|
|
| Egophagus, Abandon Records, 2011 |
| Gorka Morales |
Gesang, Gitarre |
| Alexandra Steinmetzer |
Bass, Gesang |
| Andreas Höfler |
Gitarre |
| Felix Eggert |
Gitarre |
| Jan Hendrik Schnoor |
Schlagzeug |
| Produziert von: Alex Henke und Nihiling |
Länge: 47 Min 53 Sek |
Medium: CD |
|
 |
 |
| 01. The Antagonist | 06. Letter To Señor Iraola |
| 02. Pa:(r)tik(e)l | 07. Precious Hosts |
| 03. Minnows | 08. Once In Every 12 Million Years |
| 04. Demise | 09. Syzygy |
| 05. Sirens | 10. 3Dogs |
 |
"Leute, das Album ist absolut und überhaupt mal gar nicht meine Musik. Kann ich nichts mit anfangen. Das wäre mal wieder ein Fall für die Maria ... Ich kann darüber zumindest nicht schreiben."
Diese Zeilen gab es vor einiger Zeit vom Kollegen auf unserer Mailingliste zu lesen. Nun bin ich zwar nicht die Maria und wahrlich kein Experte für progressiven Postrock, da aber in der Mail auch der Vergleich zu OCEANSIZE zu lesen war und ich über diese Truppe schon geschrieben hatte, bot ich dem Kollegen meine bescheidene Hilfe an.

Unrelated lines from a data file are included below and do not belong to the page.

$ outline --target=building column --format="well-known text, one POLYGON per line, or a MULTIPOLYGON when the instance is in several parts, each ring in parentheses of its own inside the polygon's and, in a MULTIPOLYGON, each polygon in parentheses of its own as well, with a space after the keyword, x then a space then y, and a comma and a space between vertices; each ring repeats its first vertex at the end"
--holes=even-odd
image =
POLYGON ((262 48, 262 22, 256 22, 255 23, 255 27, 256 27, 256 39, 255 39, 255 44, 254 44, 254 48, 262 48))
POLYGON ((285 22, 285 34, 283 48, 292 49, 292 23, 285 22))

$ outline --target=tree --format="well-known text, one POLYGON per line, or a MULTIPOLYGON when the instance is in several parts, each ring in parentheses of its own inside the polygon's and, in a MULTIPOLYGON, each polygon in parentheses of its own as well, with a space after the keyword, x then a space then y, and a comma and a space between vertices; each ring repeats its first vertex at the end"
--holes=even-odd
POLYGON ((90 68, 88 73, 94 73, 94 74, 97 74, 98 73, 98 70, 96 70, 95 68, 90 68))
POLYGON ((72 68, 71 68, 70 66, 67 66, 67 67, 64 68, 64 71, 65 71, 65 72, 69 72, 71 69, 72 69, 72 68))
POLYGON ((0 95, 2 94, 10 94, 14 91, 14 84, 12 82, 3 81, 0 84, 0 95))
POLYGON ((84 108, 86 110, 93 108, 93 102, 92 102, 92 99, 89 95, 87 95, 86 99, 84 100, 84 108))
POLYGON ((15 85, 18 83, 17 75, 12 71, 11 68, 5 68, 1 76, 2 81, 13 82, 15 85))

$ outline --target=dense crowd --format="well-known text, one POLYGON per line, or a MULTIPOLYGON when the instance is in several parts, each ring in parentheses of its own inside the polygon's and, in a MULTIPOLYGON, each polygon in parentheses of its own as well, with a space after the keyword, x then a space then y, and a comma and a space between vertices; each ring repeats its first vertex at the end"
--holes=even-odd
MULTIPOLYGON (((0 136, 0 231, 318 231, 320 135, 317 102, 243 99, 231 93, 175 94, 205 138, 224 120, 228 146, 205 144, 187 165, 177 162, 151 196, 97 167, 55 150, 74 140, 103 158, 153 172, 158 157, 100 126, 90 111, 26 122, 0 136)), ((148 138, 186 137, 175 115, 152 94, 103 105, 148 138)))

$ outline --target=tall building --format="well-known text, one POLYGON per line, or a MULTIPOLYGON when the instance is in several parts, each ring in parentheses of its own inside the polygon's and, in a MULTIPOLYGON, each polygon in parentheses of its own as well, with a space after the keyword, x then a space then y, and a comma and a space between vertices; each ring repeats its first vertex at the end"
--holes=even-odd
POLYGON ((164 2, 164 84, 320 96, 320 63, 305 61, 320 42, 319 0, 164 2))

Das besagte Album trägt den Titel “Egophagus“ von der aus Hamburg stammenden Band NIHILING und ist der zweite Longplayer der Formation, jedoch meine erste Begegnung mit deren Musik. Schaut man sich die Lyrics im Booklet an wird einem schnell klar, das es sich hierbei um ein Konzeptalbum handelt, in denen die Protagonisten eine Art Gespräch der drei Charaktere mit Namen The Unnamed, The Impuls und Ichfresser führen. Die erste Nummer The Antagonist ist allerdings rein instrumental und im Stile des Postrock und erinnert mich stark an die Münsteraner LONG DISTANCE CALLING. Der Postrock ist laut Wikipedia nur "ein Sammelbegriff diverser Spielarten des Rocks wie Alternative oder Indie-Rock (uff, diese sind wiederum nur Sammelbegriffe diverser Rockarten) mit Anklängen an den Progressive Rock der 70ziger und unterstützender Einsatz von elektronischen Instrumenten sowie Computern, Sample-Technologien und/oder diversen Außenaufnahmen Verwendung finden." Wie auch immer - der Letter To Señor Iraola ist ebenfalls ohne Gesang und man bekommt in der relativ kurzen Nummer mit Zirkusmusik vergleichbare Töne auf die Ohren, allerdings wirkt dieses Stück wie ein Fremdkörper auf mich im Vergleich zu den anderen gehörten Liedern. Die Truppe arbeitet hervorragend mit Laut/Leiseeffekten innerhalb der Songs, was für Spannung sorgt, jedoch ohne die melancholisch, düstere Stimmung zu beeinträchtigen. Neben den Sounds diverser Gitarren und dem verspielten Schlagzeug, und beidem macht es Spaß macht zu lauschen, kann die Truppe mit den Gesangparts punkten. Bei Pa:(r)tik(e)l, dem zweiten Song, gibt es gleich drei verschiedene Arten zu hören. Einmal eine sanfte männliche Stimme, zu der sich Frauengesang gesellt, und an anderer Stelle verzerrter Schreigesang. Zu diesem Titel gibt es auf ihrer Webseite ein Video das einen famosen Eindruck der zur erwartenden Musik vermittelt, übrigens kann ich dem Vergleich zu OCEANSIZE zustimmen. Auf Minnows gibt es weiblichen Hauchgesang und laut meinem Infozettel soll bei Sirens der Gesang der Bassistin gar arabischen Tönen ähneln ... naja, ich fühle mich eher vage an den weiblichen Gesangpart von Clare Torry bei Great Gig In The Sky des Albums “The Dark Side Of The Moon“ von PINK FLOYD erinnert.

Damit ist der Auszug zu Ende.